Mom called his bluff and took on the second project. It turned out that Dad wasn't bluffing. They had one final big fight, and Mom moved out and got an apartment. She had agreed to weekend visits "when she could," but we didn't see her at all for the first month. Dad was sad, but he kept up the house. I started doing more chores, thinking that maybe if I was a better child, Mom would come home.
It was all scary to me as an eight-year-old, but for Athena, it was like her world was ending. She stuck to me like glue, and I didn't dissuade her. When she was with me, she was less fragile and at least a little distracted. I helped her with what homework she had and listened to her explain the new dances that she'd 'korygrafed' on sheets of construction paper in bold crayon. I didn't ever want her to think that she'd be alone, or that Mom and Dad didn't love her. That was when it really clicked between us, I think, and I don't mean anything weird by that. Just that we became very in tune with each other's emotions and thoughts. In the future, we'd spend time apart, but the idea of not being in each other's lives was unthinkable.
Looking back, we've really been best friends since then.
Fortunately for everyone, the separation didn't last all that long. Finally, Mom picked us up on a Friday night to spend the weekend with us. She and Dad were polite to each other. Affectionate even. Mom was tired, but she spent all of her time with us, and for the first time in my memory, I didn't see her get out her laptop or "make a quick stop at work." When we came back to our house on Sunday, they talked for a long time, out on the porch swing.
It was a cold fall night and trying to be the peacemaker, I made them cocoa (instant of course), and Athena and I brought it out to them. We caught them making out like teenagers, and while it grossed me out a little, it also made me very happy.
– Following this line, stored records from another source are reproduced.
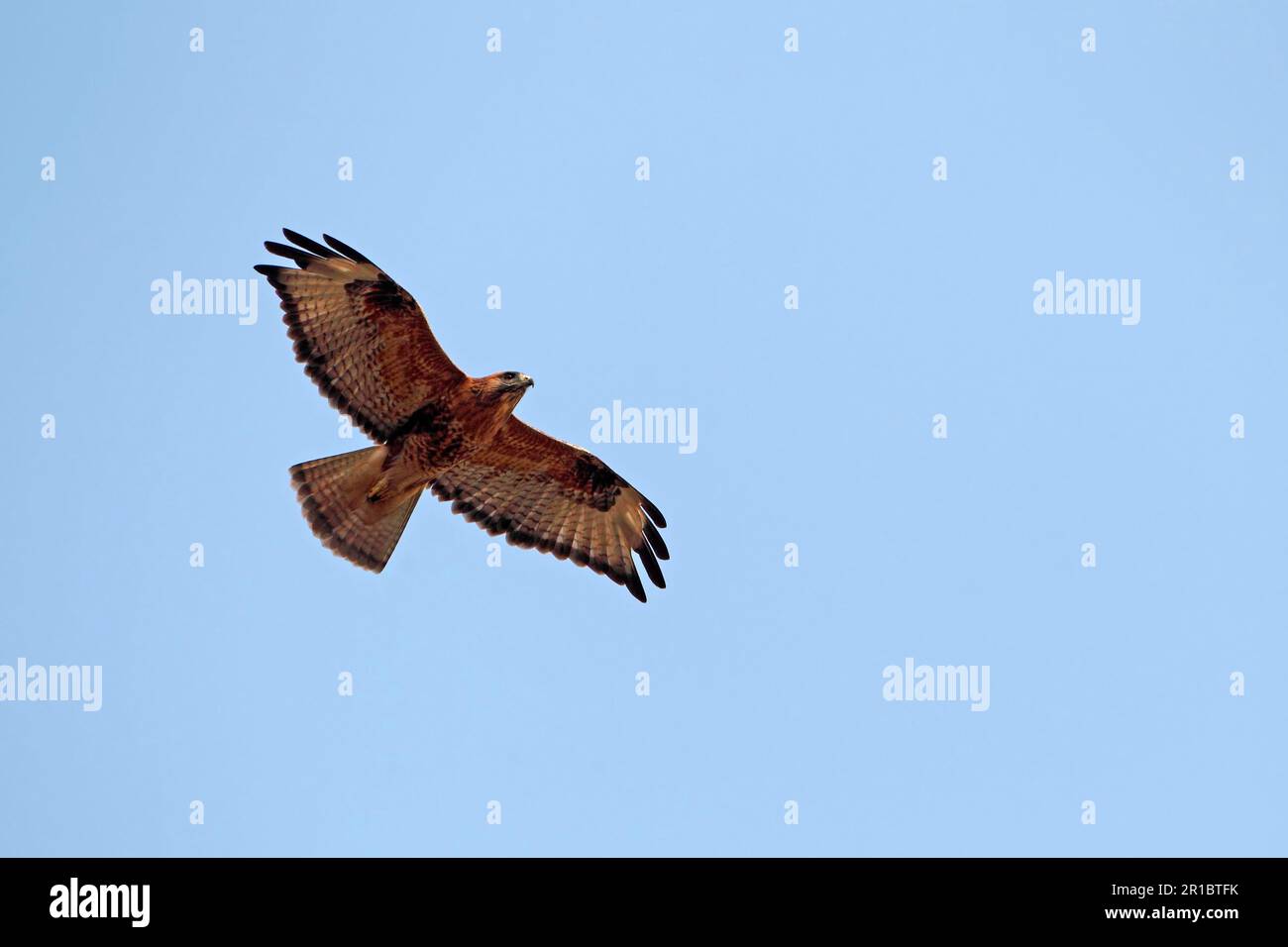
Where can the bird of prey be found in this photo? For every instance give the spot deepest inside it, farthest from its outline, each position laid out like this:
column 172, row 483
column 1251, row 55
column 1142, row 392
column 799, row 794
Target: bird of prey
column 368, row 346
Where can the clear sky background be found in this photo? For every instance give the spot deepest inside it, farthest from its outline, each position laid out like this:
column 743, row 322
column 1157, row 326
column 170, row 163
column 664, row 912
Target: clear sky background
column 768, row 169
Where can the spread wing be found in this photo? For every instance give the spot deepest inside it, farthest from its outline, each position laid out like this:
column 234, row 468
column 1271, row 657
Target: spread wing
column 561, row 499
column 361, row 337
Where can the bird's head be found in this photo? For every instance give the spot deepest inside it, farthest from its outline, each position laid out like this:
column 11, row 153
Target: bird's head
column 505, row 385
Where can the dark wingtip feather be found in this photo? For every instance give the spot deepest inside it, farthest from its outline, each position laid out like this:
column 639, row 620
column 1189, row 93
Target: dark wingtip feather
column 346, row 249
column 310, row 245
column 636, row 586
column 655, row 539
column 653, row 512
column 290, row 253
column 655, row 571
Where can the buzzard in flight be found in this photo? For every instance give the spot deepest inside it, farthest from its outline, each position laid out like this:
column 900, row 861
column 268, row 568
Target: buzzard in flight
column 368, row 346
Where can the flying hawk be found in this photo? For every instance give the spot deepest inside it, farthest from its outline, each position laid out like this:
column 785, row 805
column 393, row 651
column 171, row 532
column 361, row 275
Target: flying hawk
column 368, row 346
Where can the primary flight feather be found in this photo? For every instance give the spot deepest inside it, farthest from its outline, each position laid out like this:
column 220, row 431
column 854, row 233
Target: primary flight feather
column 368, row 346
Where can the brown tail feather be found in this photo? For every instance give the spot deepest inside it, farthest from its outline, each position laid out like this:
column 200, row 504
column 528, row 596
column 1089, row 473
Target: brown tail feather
column 334, row 492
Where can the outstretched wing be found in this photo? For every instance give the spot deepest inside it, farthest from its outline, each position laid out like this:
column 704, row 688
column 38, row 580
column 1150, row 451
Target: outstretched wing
column 361, row 337
column 561, row 499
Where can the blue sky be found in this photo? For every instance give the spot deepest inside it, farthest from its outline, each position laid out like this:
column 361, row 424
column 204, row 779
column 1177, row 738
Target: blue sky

Mom moved in again within the month, and she dropped the second project and reprioritized her life, becoming a partner again to Dad and a parent to us, much more available at night and on the weekends. For his part, Dad accepted that some extra hours would always be a part of Mom's job, and sometimes we'd all drive up to her office and have dinner there together before we left her there to finish her day.
I guess what I'm saying is, we've had our share of problems, and we've overcome them together too, and grown closer for it. We seemed dysfunctional at times, but we weren't. In fact, the more we shared and supported each other, the more smoothly all of our lives went.
We were charmed, really. It had to end sometime.